Moscow’s attempts to spread itself across the Middle East can be understood through a series of deals signed in the last two years. The oil and gas giant LUKOIL, the second largest company in Russia after Gazprom, is in negotiations to start production at the newly discovered Eridu field in Iraq. Gazprom Neft, Gazprom’s oil arm, has taken exploration blocks in Iraqi Kurdistan while also operating the Badra field in southern Iraq. Rosneft has signed cooperation agreements in Kurdistan and Libya and has bought a 30 percent stake in Egypt’s giant Zohr offshore gas field.
The very same day he delivered his speech on Eurasian geopolitics, Sechin announced that Rosneft would take control of Iraqi Kurdistan’s main oil pipeline, boosting its investment in the autonomous region to $3.5 billion, despite Baghdad’s military action sparked by a Kurdish vote for independence. The move helped shield Kurdistan from increasing pressure from Baghdad.
Two weeks later, Sechin went on to sign a preliminary pact with the National Iranian Oil Company, the first step before a binding deal to participate in Iran’s oil and gas projects over the next few years, with investments totaling up to $30 billion and a production plateau of 55 million tons of oil per year.
Four Russian oil companies have even begun negotiating for opportunities in Syria, a venture driven as much by politics as by commercial interest. The aim is not to explore and extract Syria’s modest petroleum reserves, of course. By actively participating in rebuilding and operating Syrian oil and gas infrastructure, Russian energy companies will be in control of a critical transit route for Iranian and Qatari oil and gas heading to Europe, bringing two rival producers closer to its orbit and tightening its stranglehold on the European gas supply. In 2009, Qatar proposed to run a natural gas pipeline through Syria and Turkey to Europe. Instead, Al-Assad forged a pact with Iran to build a pipeline from the Persian Gulf and then through Iraq and Syria and under the Mediterranean. This project had to be postponed because of the war. When it is resumed, Russia will be in control.

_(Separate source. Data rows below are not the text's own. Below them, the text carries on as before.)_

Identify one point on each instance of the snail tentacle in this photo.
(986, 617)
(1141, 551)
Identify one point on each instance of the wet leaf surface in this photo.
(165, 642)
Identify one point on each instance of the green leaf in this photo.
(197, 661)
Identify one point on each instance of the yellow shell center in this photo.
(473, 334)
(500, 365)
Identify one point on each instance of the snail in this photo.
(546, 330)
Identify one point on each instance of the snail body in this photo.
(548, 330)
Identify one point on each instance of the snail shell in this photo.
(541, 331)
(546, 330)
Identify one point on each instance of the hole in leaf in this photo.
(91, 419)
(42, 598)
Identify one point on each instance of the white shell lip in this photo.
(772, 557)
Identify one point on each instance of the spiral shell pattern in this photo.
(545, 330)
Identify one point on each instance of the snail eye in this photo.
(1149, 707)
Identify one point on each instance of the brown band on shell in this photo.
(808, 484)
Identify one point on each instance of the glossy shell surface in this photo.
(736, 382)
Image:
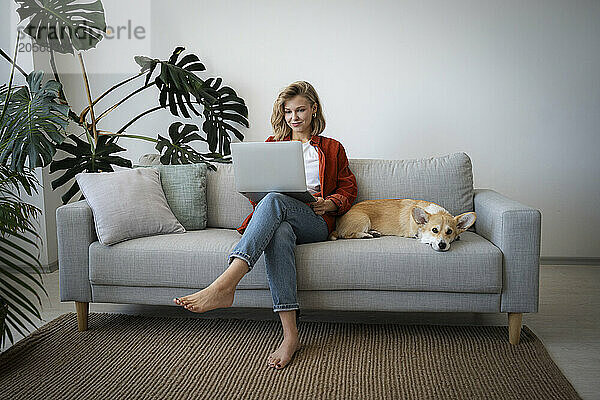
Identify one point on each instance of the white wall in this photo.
(514, 84)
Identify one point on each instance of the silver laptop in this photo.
(263, 167)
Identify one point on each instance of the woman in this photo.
(279, 222)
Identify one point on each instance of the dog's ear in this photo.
(465, 221)
(419, 215)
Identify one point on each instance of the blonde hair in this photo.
(299, 88)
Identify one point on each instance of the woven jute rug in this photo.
(134, 357)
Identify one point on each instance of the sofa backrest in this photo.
(447, 181)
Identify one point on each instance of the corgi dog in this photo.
(423, 220)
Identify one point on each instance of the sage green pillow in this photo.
(185, 189)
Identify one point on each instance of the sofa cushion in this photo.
(127, 204)
(194, 259)
(226, 207)
(447, 180)
(185, 189)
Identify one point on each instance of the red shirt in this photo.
(338, 183)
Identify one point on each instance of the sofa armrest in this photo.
(515, 229)
(75, 232)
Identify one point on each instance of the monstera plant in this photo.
(36, 116)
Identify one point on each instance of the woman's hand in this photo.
(321, 206)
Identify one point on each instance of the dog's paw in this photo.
(362, 235)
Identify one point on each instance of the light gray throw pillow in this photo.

It is in the very nature of the Eurasian system described by Sechin that the core energy production region—provided it is sufficiently united and organized—will benefit from its central position, being able to pick and choose between east and west in order to obtain the most favorable terms. Russia and the Middle East are now part of the same geopolitical unit. It took the Russian military intervention in Syria for the world to start to come to terms with this reality.